Changing stroke rehab and research worldwide now.Time is Brain! trillions and trillions of neurons that DIE each day because there are NO effective hyperacute therapies besides tPA(only 12% effective). I have 523 posts on hyperacute therapy, enough for researchers to spend decades proving them out. These are my personal ideas and blog on stroke rehabilitation and stroke research. Do not attempt any of these without checking with your medical provider. Unless you join me in agitating, when you need these therapies they won't be there.

What this blog is for:

My blog is not to help survivors recover, it is to have the 10 million yearly stroke survivors light fires underneath their doctors, stroke hospitals and stroke researchers to get stroke solved. 100% recovery. The stroke medical world is completely failing at that goal, they don't even have it as a goal. Shortly after getting out of the hospital and getting NO information on the process or protocols of stroke rehabilitation and recovery I started searching on the internet and found that no other survivor received useful information. This is an attempt to cover all stroke rehabilitation information that should be readily available to survivors so they can talk with informed knowledge to their medical staff. It lays out what needs to be done to get stroke survivors closer to 100% recovery. It's quite disgusting that this information is not available from every stroke association and doctors group.

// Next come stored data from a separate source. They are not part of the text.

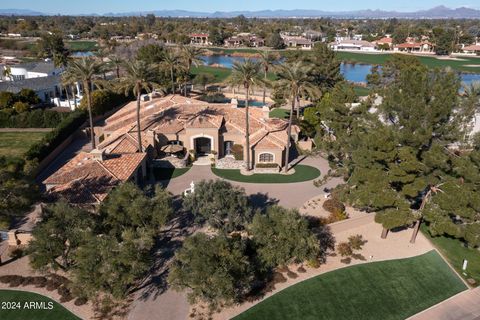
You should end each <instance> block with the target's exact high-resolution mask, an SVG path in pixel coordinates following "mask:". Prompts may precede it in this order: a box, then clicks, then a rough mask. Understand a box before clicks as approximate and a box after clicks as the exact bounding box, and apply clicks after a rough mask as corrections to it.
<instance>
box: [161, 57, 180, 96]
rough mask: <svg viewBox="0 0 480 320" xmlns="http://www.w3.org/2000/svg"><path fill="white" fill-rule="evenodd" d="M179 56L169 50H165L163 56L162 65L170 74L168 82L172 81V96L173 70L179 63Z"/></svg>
mask: <svg viewBox="0 0 480 320" xmlns="http://www.w3.org/2000/svg"><path fill="white" fill-rule="evenodd" d="M179 60H180V59H179V56H178V54H177V53H176V52H175V51H173V50H172V49H170V50H165V53H164V54H163V65H164V66H165V67H166V68H167V69H168V70H169V72H170V80H171V81H172V94H175V68H176V67H177V65H178V63H179Z"/></svg>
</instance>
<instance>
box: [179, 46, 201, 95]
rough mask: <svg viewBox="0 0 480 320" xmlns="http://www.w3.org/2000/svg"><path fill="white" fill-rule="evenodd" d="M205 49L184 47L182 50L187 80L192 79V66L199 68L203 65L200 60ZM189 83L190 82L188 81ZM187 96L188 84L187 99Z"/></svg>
mask: <svg viewBox="0 0 480 320" xmlns="http://www.w3.org/2000/svg"><path fill="white" fill-rule="evenodd" d="M202 53H203V49H201V48H197V47H192V46H182V47H181V48H180V54H181V57H182V58H183V60H184V61H185V67H186V72H187V78H188V77H190V69H191V68H192V65H194V66H198V65H199V64H201V63H202V59H200V58H199V56H200V55H202ZM187 81H188V80H187ZM186 96H187V84H186V83H185V97H186Z"/></svg>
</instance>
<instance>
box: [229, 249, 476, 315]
mask: <svg viewBox="0 0 480 320" xmlns="http://www.w3.org/2000/svg"><path fill="white" fill-rule="evenodd" d="M465 289H467V287H466V286H465V285H464V284H463V282H462V281H461V280H460V279H459V278H458V277H457V276H456V275H455V273H454V272H453V271H452V270H451V269H450V268H449V267H448V265H447V264H446V263H445V262H444V261H443V260H442V258H441V257H440V255H439V254H438V253H437V252H436V251H430V252H428V253H426V254H424V255H421V256H418V257H414V258H409V259H401V260H391V261H383V262H375V263H367V264H363V265H357V266H352V267H347V268H343V269H339V270H336V271H331V272H328V273H325V274H323V275H320V276H317V277H315V278H312V279H309V280H306V281H303V282H300V283H298V284H296V285H294V286H291V287H289V288H287V289H285V290H282V291H280V292H279V293H277V294H275V295H273V296H271V297H270V298H267V299H266V300H264V301H263V302H261V303H259V304H257V305H255V306H254V307H252V308H251V309H248V310H247V311H245V312H244V313H242V314H240V315H239V316H237V317H235V318H234V319H235V320H247V319H248V320H259V319H262V320H263V319H265V320H267V319H268V320H279V319H288V320H313V319H315V320H319V319H349V320H354V319H369V320H376V319H378V320H394V319H398V320H400V319H405V318H407V317H409V316H412V315H414V314H416V313H418V312H420V311H422V310H424V309H426V308H428V307H430V306H432V305H435V304H437V303H439V302H441V301H443V300H445V299H447V298H449V297H451V296H453V295H455V294H457V293H459V292H461V291H463V290H465Z"/></svg>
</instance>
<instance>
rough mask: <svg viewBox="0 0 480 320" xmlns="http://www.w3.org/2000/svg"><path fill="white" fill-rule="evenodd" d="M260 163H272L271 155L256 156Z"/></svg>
mask: <svg viewBox="0 0 480 320" xmlns="http://www.w3.org/2000/svg"><path fill="white" fill-rule="evenodd" d="M258 159H259V161H260V162H273V154H271V153H261V154H260V155H259V156H258Z"/></svg>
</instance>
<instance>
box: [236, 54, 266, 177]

Saturday, October 10, 2015

Researchers Say They’ve Recreated Part of a Rat Brain Digitally

In the article you can read about the naysayers whom obviously are not among the 10 million stroke survivors a year needing answers as to how the brain works.  I don't give a shit that this is a BHAG(Big Hairy Audacious Goal). If we don't put these goals out there we just plod along doing nothing.
http://www.nytimes.com/2015/10/09/science/rat-brain-digital-reconstruction-human-brain-project.html
Building on years of research, 82 researchers from institutions around the world reported Thursday that they had built a reconstruction of a section of a rat brain in a computer.
The research was partly supported by the Human Brain Project, a more than $1 billion, 10-year European research program. The report comes directly from the Blue Brain Project, which aims to reconstruct the rat brain and eventually the human brain in a computer.
Both research programs have been controversial. Hundreds of neuroscientists signed an open letter in 2014(naysayers here) criticizing both the overall project and the feasibility of the reconstruction goal.
Henry Markram, of the École Polytechnique Fédérale de Lausanne, who leads both projects, said that what he and his many colleagues had achieved was the first draft of a functioning map of 30,000 brain cells.


He said this was not yet a proof of principle that scientists could indeed reconstruct the human brain, which contains 85 billion or more neurons, but that it was a first step.
Cori Bargmann, co-director of the new Kavli Neural Systems Institute at Rockefeller University, who has been intimately involved with the Brain Initiative, also a long-term research program, said the report represented an “amazing tour de force” in its accumulation of data.
But, she said, the “simulations are in their infancy,” and therefore what this means for the larger goals of reconstructing a whole brain is unclear. “They built a 747, and it’s taxiing around the runway,” she said. “I haven’t seen it fly yet, but it’s promising.”
The reconstruction that Dr. Markram envisions is a research tool that would digitally encode some characteristics of neurons and their connections that are common to all brains. It is not the futuristic dream of uploading a human personality to a computer.
To build a digital version of the portion of rat brain, researchers did not record the details of every single cell. They used the data from some cells to inform what the whole would look like. Then they simulated certain kinds of brain activity and found that the reconstruction acted like the living tissue. All the data for the reconstruction will be available for other scientists.
The report, published in Cell, a scientific journal, is one of the longest neuroscience reports ever, and several neuroscientists declined to comment before publication because of the time required to evaluate it fully.